Cyber threats are increasingly seen as high risk in comparison to other risks that businesses face

This comes at the end of a sea-change in attitudes toward cyber-security over the last five years. According to the 2018 FTSE 350 Cyber Governance Health Check, in 2013, the largest minority of businesses felt cyber-threats represented a low operational risk, at 38%, compared to just 25% who saw it as a very high group risk. Now, the two opinions have seen a dramatic reversal, with only 6% seeing cyber-security as a low threat, compared to a huge 72% of businesses which see it as a very high risk. Considering the high profile hacks that occurred in the interim, this is perhaps not that surprising.

However, while cyber-awareness in general is at an all-time high, this is where the positive news ends. According to the study, while the vast majority of firms in the UK have a cyber-security plan in place, only 46% have a dedicated budget to enact that strategy. Should their financial positions change rapidly in the near future – something increasingly likely with the prospect of a No Deal Brexit still looming over the horizon – then that plan could fall by the wayside, with the funding shortfall exposing firms to even greater financial damage in the near future.

The study, released by the Department for Digital, Culture, Media & Sport (DCMS) in March 2019, was undertaken in partnership with Winning Moves and support from EY, KPMGPwC and Deloitte, working with their FTSE 350 clients to participate in the survey.
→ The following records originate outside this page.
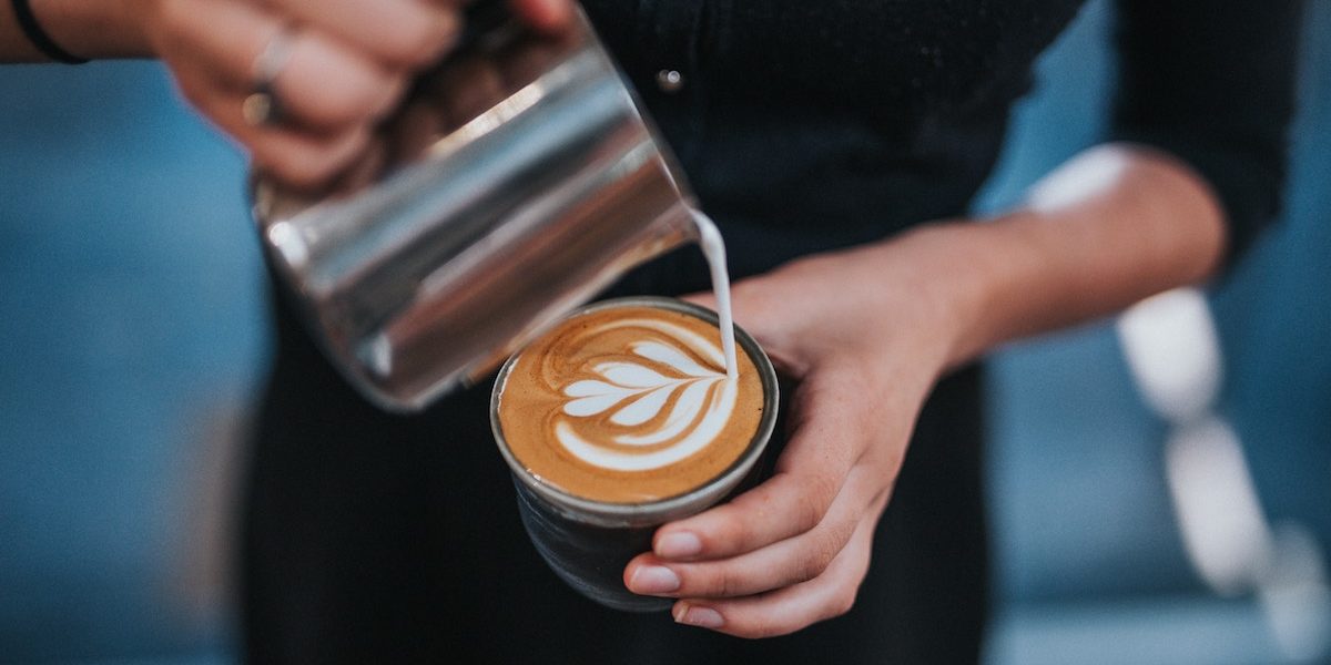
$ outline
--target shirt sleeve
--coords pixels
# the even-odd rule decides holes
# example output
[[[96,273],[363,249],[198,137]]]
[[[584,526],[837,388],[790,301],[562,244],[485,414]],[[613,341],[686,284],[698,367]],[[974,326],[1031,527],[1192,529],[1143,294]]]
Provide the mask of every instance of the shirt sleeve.
[[[1165,150],[1215,190],[1227,263],[1279,213],[1299,0],[1118,0],[1114,138]]]

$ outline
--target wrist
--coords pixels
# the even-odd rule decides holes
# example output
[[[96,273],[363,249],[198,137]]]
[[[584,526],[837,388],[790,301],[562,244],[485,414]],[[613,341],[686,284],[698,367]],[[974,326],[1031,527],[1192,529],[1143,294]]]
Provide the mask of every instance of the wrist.
[[[148,0],[29,0],[43,31],[71,55],[96,59],[149,57],[144,33]]]
[[[996,222],[937,222],[917,227],[888,250],[897,253],[900,279],[922,307],[925,334],[941,344],[941,371],[946,372],[984,355],[996,339],[994,311],[1004,287],[1016,278],[1016,266],[1029,265],[1010,251],[1004,257]]]

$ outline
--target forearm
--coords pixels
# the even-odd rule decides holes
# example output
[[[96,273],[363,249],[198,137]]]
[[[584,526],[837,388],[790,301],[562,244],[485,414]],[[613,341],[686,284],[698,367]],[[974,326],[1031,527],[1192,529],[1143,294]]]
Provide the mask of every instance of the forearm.
[[[1223,254],[1225,226],[1214,194],[1186,166],[1105,146],[1049,176],[1018,210],[902,242],[938,271],[925,289],[957,330],[956,366],[1205,279]]]
[[[148,57],[142,32],[146,0],[29,0],[47,35],[80,57]],[[43,63],[47,57],[19,28],[13,5],[0,0],[0,63]]]

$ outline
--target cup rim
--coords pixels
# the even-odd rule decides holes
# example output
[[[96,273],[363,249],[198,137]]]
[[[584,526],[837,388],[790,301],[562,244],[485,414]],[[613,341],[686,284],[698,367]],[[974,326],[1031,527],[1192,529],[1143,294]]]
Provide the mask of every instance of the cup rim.
[[[677,298],[666,298],[659,295],[639,295],[599,301],[571,311],[567,317],[562,318],[560,322],[586,314],[595,314],[602,310],[635,306],[676,311],[696,317],[713,326],[720,326],[720,317],[715,311]],[[579,521],[611,528],[638,527],[644,524],[660,524],[689,515],[691,512],[701,511],[729,493],[731,489],[733,489],[748,475],[748,472],[757,463],[759,458],[761,458],[763,452],[767,450],[767,444],[772,439],[772,432],[776,428],[780,388],[777,386],[776,370],[772,367],[772,360],[767,356],[767,352],[763,351],[763,347],[760,347],[757,342],[739,325],[735,326],[735,342],[744,350],[745,354],[748,354],[749,359],[753,360],[753,366],[757,368],[759,378],[763,383],[763,418],[759,420],[757,431],[753,432],[753,438],[749,440],[748,447],[745,447],[739,459],[731,463],[725,471],[717,473],[713,479],[693,489],[648,503],[610,503],[576,496],[538,479],[534,473],[530,473],[508,448],[508,442],[503,436],[503,427],[499,423],[499,399],[503,395],[503,388],[507,383],[508,375],[512,372],[518,358],[522,356],[526,348],[512,354],[504,362],[498,376],[495,378],[494,390],[490,395],[490,428],[494,434],[495,446],[499,448],[499,454],[503,455],[503,459],[508,464],[510,471],[512,471],[514,477],[544,499],[556,511]],[[697,509],[691,511],[692,508]]]

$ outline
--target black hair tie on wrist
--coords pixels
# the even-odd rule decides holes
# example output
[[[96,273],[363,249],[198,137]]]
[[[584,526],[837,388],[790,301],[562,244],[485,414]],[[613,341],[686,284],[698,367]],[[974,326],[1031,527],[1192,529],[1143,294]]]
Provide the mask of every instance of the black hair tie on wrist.
[[[13,15],[19,19],[19,27],[23,28],[23,33],[28,36],[28,41],[32,41],[33,47],[37,47],[43,55],[55,60],[57,63],[64,63],[67,65],[81,65],[87,60],[60,48],[47,31],[41,29],[41,24],[37,23],[37,16],[32,13],[32,7],[28,5],[28,0],[11,0],[13,4]]]

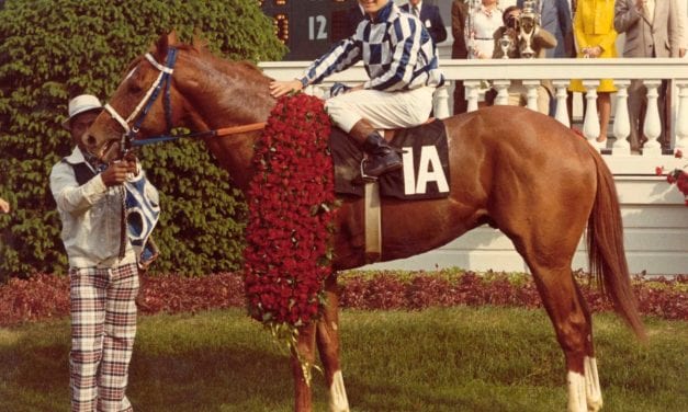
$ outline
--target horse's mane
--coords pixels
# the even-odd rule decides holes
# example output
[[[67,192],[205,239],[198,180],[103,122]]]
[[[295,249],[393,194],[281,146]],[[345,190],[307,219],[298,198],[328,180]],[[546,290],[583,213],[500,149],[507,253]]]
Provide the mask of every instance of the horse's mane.
[[[217,57],[207,48],[207,42],[200,39],[198,36],[194,36],[192,44],[179,44],[177,47],[179,49],[196,53],[212,60],[213,66],[225,75],[236,76],[237,71],[239,71],[243,77],[267,78],[258,66],[248,60],[233,61]]]
[[[251,61],[248,61],[248,60],[233,61],[233,60],[227,60],[227,59],[217,57],[207,48],[207,42],[201,39],[198,36],[194,36],[192,44],[178,43],[174,45],[174,47],[177,47],[177,49],[179,50],[190,52],[190,53],[194,53],[196,55],[203,56],[203,58],[212,61],[213,66],[225,75],[236,76],[238,71],[241,73],[244,78],[250,77],[255,80],[261,80],[261,79],[272,80],[266,75],[263,75],[262,70],[258,66],[252,64]],[[131,72],[140,62],[142,59],[144,59],[143,55],[132,60],[132,62],[126,68],[125,73]]]

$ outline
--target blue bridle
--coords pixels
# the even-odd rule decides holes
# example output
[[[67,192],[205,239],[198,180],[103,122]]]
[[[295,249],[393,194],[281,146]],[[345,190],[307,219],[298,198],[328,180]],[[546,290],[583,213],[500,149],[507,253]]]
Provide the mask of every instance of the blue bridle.
[[[162,96],[162,105],[165,107],[165,119],[167,122],[167,130],[169,131],[172,126],[172,104],[170,100],[170,83],[172,82],[172,72],[174,71],[174,62],[177,61],[177,48],[169,47],[167,52],[167,61],[165,66],[160,65],[156,61],[156,59],[147,53],[145,55],[146,59],[158,70],[160,70],[160,75],[156,79],[156,81],[150,85],[142,101],[136,105],[136,108],[129,114],[129,116],[125,119],[123,118],[117,111],[114,110],[110,104],[105,104],[105,110],[112,118],[114,118],[124,129],[122,134],[122,141],[120,145],[120,149],[122,151],[122,156],[129,150],[132,146],[135,145],[136,135],[140,129],[146,115],[153,107],[153,104],[158,99],[160,91],[165,87],[165,92]],[[129,75],[131,76],[131,75]],[[133,126],[129,127],[129,123],[134,122]]]

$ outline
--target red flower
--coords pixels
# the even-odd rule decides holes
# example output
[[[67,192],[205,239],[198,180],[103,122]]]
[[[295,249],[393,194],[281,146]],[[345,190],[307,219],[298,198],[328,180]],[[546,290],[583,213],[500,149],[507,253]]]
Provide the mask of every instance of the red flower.
[[[244,253],[249,313],[292,333],[317,317],[331,273],[329,130],[323,102],[296,94],[278,101],[256,142]]]

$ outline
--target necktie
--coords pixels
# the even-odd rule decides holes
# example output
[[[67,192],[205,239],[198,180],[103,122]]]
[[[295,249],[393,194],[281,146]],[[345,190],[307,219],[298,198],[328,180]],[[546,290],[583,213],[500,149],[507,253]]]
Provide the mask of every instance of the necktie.
[[[650,24],[652,24],[654,21],[654,16],[655,16],[655,1],[654,0],[644,1],[643,9],[645,11],[645,16],[647,18],[647,21],[650,22]]]

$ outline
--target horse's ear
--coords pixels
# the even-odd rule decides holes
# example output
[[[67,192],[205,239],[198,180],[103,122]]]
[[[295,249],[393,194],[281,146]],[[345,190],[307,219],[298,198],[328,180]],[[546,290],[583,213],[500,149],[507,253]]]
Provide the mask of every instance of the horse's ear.
[[[163,61],[167,56],[167,49],[174,44],[177,44],[177,32],[172,30],[169,33],[160,35],[157,42],[150,45],[150,54],[153,54],[158,61]]]
[[[173,46],[176,44],[177,44],[177,31],[172,28],[172,31],[167,34],[167,45]]]

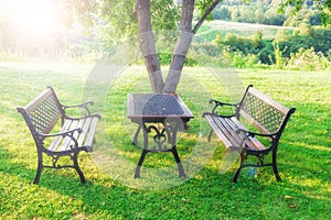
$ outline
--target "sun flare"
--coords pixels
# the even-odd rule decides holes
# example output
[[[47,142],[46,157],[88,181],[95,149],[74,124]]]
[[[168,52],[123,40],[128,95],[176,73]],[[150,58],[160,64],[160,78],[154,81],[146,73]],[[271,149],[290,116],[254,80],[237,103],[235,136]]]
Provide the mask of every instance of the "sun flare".
[[[42,38],[61,28],[56,0],[12,0],[6,1],[4,8],[11,25],[21,35]]]

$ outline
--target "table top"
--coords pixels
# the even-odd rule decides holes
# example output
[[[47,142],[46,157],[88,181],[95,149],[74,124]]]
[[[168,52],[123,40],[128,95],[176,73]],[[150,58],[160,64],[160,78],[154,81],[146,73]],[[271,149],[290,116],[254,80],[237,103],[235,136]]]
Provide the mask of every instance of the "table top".
[[[129,94],[128,118],[134,122],[160,122],[168,118],[181,118],[188,122],[193,118],[192,112],[175,94]]]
The study also found that while most businesses have incident response plans, most are not testing them: 95% of FTSE 350 businesses have an incident response, but a mere 57% test their crisis incident response plans regularly. With companies facing the consistently evolving threat of cyber-attacks, that could leave major chinks in their armour undiscovered until it is too late.

Board understanding of business-critical assets

Similarly, many firms also seem oblivious to the threat posed by their wider supply chains, which if left unchecked, provide hackers with a blank cheque to access company data. A majority of boards do not recognise supply chain risks beyond the first tier, as 77% of FTSE 350 businesses told researchers they did not recognise the risks associated with businesses in the supply chain with whom they have no direct contact.

Meanwhile, almost half of UK boards do not understand the critical assets at risk from cyber-attacks. 54% of businesses in 2018 rated the board’s understanding of critical information, data assets and systems as comprehensive, while of that, only 12% said understanding was the best it could be. This compares to 43% of boards in 2017 and 32% in 2015/16 stating they had a clear understanding, suggesting that key progress is being made, but also that there is a great deal of room for improvement.

Commenting on the findings, Digital Minister Margot James said, “We know that companies are well aware of the risks, but more needs to be done by boards to make sure that they don’t fall victim to a cyber-attack. This report shows that we still have a long way to go but I am also encouraged to see that some improvements are being made. Cyber-security should never be an add-on for businesses and I would urge all executives to work with the National Cyber Security Centre and take up the government’s advice and training that’s available.”